Journal of Clinical Endocrinology & Metabolism, Vol 45, 702-706, Copyright © 1977 by Endocrine Society

ARTICLES

Ovarian dysgenesis due to 45 X, 0/46 dic (X) mosaicism

LJ Valenta, JV Higgins and GB Holzman

A 16 year old girl was evaluated for short stature, primary amenorrhea, and lack of development of secondary sex characterisics. She did not have the classical phenotypic signs of Turner's syndrome. However, she was short, had infantile genitalia and the adnexa were not palpable. There was a minor bone malformation and no signs of visceral abnormalities.

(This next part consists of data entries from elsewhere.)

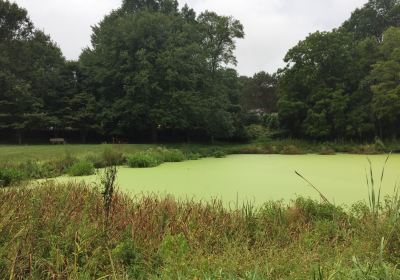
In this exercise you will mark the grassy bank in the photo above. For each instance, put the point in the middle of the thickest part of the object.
(19, 163)
(62, 232)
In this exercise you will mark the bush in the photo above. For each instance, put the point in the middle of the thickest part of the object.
(326, 151)
(38, 170)
(255, 132)
(113, 157)
(193, 156)
(143, 160)
(172, 155)
(81, 168)
(291, 150)
(10, 175)
(219, 154)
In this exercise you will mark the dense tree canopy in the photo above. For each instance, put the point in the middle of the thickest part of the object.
(154, 68)
(328, 90)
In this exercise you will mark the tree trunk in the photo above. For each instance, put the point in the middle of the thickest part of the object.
(154, 135)
(83, 136)
(187, 137)
(19, 137)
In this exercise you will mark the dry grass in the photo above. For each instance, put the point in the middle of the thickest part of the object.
(59, 232)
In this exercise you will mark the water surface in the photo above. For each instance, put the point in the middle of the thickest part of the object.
(259, 178)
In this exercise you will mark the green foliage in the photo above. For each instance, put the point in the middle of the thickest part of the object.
(81, 168)
(169, 155)
(130, 257)
(10, 175)
(173, 248)
(256, 132)
(143, 160)
(291, 150)
(151, 237)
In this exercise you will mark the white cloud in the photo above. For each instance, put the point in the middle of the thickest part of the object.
(271, 26)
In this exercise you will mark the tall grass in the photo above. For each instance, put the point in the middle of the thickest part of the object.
(56, 231)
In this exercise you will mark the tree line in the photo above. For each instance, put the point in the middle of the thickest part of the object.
(154, 68)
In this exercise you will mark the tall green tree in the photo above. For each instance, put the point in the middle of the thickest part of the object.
(373, 19)
(151, 68)
(386, 84)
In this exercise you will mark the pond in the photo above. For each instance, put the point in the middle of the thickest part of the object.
(259, 178)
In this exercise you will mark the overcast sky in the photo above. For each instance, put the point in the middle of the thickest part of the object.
(271, 26)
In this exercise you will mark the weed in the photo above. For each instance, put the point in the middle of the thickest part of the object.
(81, 168)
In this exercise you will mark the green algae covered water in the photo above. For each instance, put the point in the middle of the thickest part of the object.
(259, 178)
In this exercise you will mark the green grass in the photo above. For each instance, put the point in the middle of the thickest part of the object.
(61, 232)
(14, 153)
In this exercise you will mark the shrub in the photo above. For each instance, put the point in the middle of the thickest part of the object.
(96, 159)
(172, 155)
(366, 149)
(326, 151)
(379, 145)
(143, 160)
(10, 175)
(291, 150)
(219, 154)
(130, 257)
(113, 157)
(38, 170)
(81, 168)
(193, 156)
(255, 132)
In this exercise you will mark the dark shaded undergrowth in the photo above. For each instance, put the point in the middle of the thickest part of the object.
(57, 231)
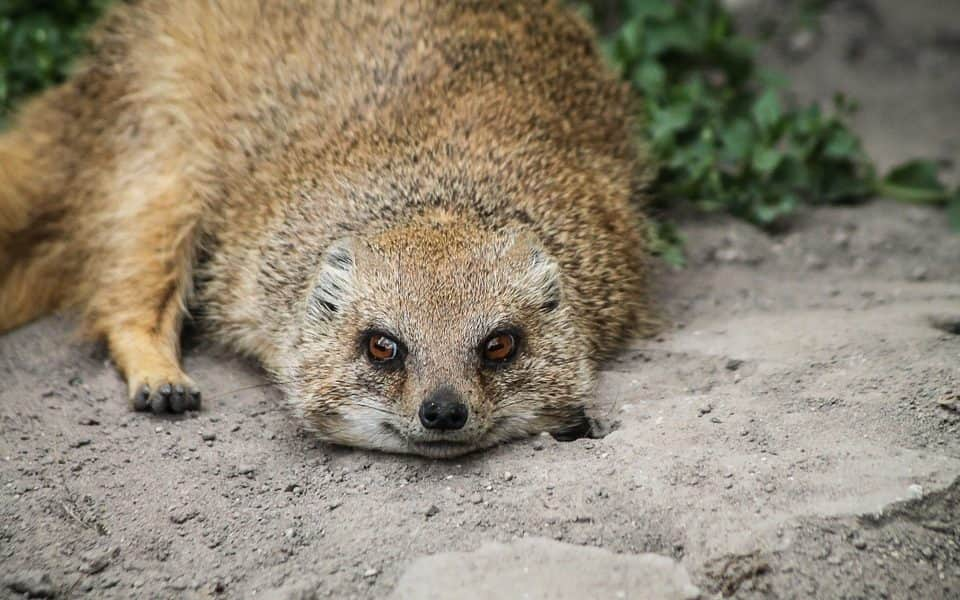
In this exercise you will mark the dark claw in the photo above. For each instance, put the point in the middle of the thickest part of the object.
(193, 399)
(141, 400)
(159, 403)
(177, 400)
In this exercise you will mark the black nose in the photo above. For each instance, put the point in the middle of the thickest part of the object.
(444, 410)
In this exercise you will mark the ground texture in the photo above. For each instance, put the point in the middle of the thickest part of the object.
(794, 432)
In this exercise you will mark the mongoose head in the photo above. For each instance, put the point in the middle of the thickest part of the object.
(439, 338)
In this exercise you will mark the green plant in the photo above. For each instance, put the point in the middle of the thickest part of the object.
(716, 124)
(721, 132)
(38, 40)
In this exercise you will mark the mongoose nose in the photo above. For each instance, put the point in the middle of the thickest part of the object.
(444, 410)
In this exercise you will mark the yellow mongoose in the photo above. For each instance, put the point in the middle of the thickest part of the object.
(418, 215)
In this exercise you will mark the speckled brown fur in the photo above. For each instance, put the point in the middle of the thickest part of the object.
(464, 158)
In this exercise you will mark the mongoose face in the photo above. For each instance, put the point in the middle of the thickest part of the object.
(439, 338)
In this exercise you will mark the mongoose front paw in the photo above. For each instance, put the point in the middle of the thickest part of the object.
(166, 397)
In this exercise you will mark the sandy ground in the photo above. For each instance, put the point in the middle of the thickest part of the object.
(794, 434)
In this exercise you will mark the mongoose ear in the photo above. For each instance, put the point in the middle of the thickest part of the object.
(543, 277)
(334, 282)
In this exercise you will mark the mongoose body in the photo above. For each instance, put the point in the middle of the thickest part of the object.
(420, 216)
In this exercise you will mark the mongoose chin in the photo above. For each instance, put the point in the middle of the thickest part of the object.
(422, 217)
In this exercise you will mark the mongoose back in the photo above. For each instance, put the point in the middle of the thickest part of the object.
(420, 216)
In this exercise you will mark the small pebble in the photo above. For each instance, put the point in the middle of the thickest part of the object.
(733, 364)
(919, 273)
(34, 584)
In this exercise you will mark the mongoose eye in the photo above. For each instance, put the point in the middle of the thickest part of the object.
(500, 347)
(382, 349)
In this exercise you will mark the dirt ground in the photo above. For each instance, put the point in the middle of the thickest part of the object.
(795, 433)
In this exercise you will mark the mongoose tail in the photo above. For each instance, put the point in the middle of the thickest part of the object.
(28, 288)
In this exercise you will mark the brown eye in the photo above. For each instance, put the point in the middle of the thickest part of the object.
(500, 347)
(381, 348)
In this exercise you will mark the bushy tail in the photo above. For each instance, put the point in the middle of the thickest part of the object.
(27, 287)
(19, 183)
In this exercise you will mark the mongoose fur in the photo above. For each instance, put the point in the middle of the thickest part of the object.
(322, 182)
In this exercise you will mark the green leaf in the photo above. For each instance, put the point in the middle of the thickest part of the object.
(765, 160)
(916, 182)
(766, 110)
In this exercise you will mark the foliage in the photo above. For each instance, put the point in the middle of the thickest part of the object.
(38, 39)
(717, 125)
(721, 132)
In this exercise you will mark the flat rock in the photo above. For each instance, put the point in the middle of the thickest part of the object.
(541, 568)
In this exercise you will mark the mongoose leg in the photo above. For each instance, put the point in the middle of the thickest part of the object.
(141, 306)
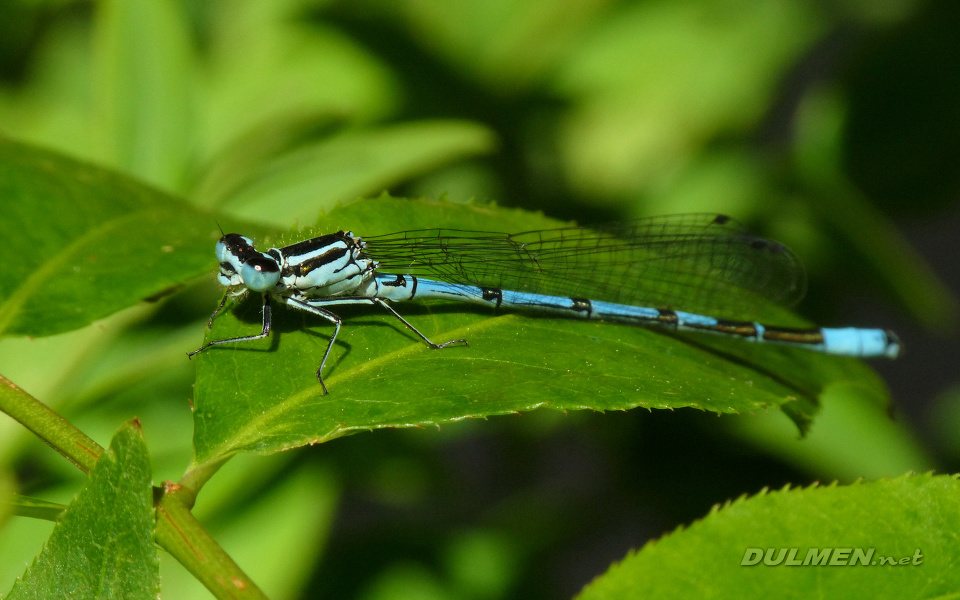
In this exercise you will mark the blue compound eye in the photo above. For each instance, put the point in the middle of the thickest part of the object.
(260, 273)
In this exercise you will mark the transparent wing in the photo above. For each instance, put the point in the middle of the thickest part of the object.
(694, 262)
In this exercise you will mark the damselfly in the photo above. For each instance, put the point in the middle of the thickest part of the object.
(638, 273)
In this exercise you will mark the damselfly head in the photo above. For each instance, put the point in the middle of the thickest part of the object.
(241, 266)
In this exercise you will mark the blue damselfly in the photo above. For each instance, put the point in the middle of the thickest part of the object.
(641, 273)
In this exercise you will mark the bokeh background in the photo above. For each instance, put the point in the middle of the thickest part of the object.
(830, 125)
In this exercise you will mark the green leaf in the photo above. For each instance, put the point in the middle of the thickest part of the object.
(6, 493)
(88, 242)
(352, 164)
(263, 397)
(145, 78)
(103, 545)
(655, 81)
(913, 518)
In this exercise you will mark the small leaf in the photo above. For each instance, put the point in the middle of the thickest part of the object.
(352, 164)
(912, 519)
(103, 545)
(263, 397)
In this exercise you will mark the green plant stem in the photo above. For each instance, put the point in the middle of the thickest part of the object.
(179, 533)
(50, 427)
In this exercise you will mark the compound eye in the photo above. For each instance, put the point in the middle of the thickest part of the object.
(260, 274)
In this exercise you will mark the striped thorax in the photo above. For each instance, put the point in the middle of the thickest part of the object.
(325, 266)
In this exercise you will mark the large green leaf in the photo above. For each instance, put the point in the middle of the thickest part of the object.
(262, 396)
(86, 242)
(103, 547)
(912, 519)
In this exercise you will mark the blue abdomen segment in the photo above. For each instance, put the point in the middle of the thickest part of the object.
(848, 341)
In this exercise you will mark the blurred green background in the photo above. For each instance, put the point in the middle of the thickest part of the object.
(832, 126)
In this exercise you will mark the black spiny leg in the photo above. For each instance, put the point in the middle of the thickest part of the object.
(267, 321)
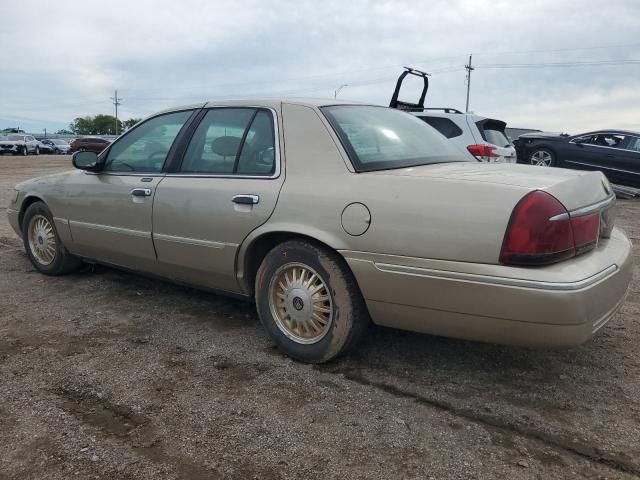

The hormonal studies showed hypergonadotropic hypogonadism and borderline hypothyroidism. The rest of the endocrine functions was normal. The Barr bodies on the buccal smear were decreased and in part abnormal, large or bipartite. The karyotype showed mosaicism of about equal proportions of 45 X, 0/46, X, dic (X). The large dicentric chromosome was due to the end to end fusion of two X chromosomes by their short arms. Sequential binding studies were performed and failed to document any loss of genetic material of the dicentric X. It is speculated that the fusion of X chromosomes during an early mitotic division was responsible for the 45 X, U cell line, and that the short stature and gonadal dysgenesis in this patient was due to the presence of the 45 X, 0 line.